ABSTRACT
The prevalence of non-alcoholic fatty liver disease (NAFLD) in children has almost tripled over the past 20 years.
NAFLD currently affects 8-12% of the general pediatric population in the U.S. and more that 30% of obese
children. It is associated with an increased risk of developing advance stages of liver disease as well as
cardiovascular and metabolic diseases. Mounting evidence suggests that early life environmental exposures
contribute to the etiology of NAFLD. PFAS are persistent compounds widely used in water repellant textiles,
nonstick coatings, and food packaging products, and have long half-lives (up to a decade) in humans. Almost all
U.S. children and adolescents have detectable PFAS blood levels. Even low dose exposure to PFAS induces
hepatotoxic effects in animal models. Despite abundant evidence from experimental studies, epidemiologic study
is limited to a few cross-sectional studies in adults. We therefore propose a novel study design for investigating
PFAS hepatotoxic effects in humans. We will leverage clinical and liver histopathological data from the Teen-
Longitudinal Assessment of Bariatric Surgery (Teen-LABS) study, which is the largest national multi-center
longitudinal, prospective study on teenagers undergoing bariatric surgery, and offers a unique archive of liver
tissue and blood samples. We hypothesize that higher PFAS concentrations will be associated with NAFLD and
non-alcoholic steatohepatitis (NASH, more severe NAFLD) at the time of surgery; furthermore, the large
metabolic changes occurring after the bariatric surgery “natural experiment” will magnify effects of PFAS
exposures, resulting in attenuated improvement in liver injury after surgery. To test this hypothesis, we will use
archived samples collected at the time of surgery to measure PFAS concentrations in plasma and liver and
assess associations with liver histopathology at the time of surgery and with improvement in liver injury during
follow up (Aims1&2). We will then identify pathways altered by PFAS exposure based on high resolution
metabolomics profiles in liver tissue and plasma samples, using a hierarchical modeling approach (Aim 3).

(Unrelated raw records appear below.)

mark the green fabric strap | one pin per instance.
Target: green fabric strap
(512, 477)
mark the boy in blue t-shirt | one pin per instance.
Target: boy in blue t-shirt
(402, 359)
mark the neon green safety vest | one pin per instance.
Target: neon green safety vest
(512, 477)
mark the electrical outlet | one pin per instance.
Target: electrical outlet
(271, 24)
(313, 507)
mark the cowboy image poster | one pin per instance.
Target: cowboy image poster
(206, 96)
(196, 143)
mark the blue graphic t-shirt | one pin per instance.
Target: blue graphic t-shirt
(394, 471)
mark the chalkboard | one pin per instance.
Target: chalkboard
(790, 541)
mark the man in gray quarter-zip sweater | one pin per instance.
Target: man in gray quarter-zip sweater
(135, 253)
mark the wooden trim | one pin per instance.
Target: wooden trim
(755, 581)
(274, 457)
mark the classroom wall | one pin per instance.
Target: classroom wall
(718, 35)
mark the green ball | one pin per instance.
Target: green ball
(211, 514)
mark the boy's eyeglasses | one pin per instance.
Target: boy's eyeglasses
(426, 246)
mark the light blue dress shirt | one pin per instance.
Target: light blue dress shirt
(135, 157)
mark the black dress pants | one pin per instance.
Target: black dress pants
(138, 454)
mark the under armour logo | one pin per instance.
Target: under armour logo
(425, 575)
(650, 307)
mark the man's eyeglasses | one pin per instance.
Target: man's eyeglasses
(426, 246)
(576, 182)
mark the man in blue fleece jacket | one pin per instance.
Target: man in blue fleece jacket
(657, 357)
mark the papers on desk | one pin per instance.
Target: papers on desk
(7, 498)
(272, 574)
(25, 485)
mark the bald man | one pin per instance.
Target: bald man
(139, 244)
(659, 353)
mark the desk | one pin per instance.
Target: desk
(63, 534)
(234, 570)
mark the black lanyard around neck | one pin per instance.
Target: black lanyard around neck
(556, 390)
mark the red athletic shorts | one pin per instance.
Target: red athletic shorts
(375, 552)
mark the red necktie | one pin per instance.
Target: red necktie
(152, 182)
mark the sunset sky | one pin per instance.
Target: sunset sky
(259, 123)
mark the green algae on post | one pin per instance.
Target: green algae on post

Finally, we will integrate results from the PFAS-omics analyses, using a novel latent variable modeling
framework, to identify subgroups of adolescents who have less improvement in liver injury after bariatric surgery,
based on their PFAS exposure and metabolomics profiles (Aim 4). The proposed research will be the first human
study to examine the effects of PFAS exposure on NAFLD using the gold standard of liver biopsies for disease
diagnosis and liver-specific and plasma metabolomic measures for examining biological mechanisms linking
exposure to disease. A strong interdisciplinary team of investigators brings expertise in environmental
epidemiology, pediatric hepatology, bariatric surgery, metabolomics, and biostatistics. The study, utilizing
existing data and biosamples from a well-phenotyped clinical adolescent bariatric surgery cohort, is an
innovative, cost-effective approach to advance our understanding of environmental contributions to pediatric liver
disease that may identify new targets for prevention and intervention starting early in life.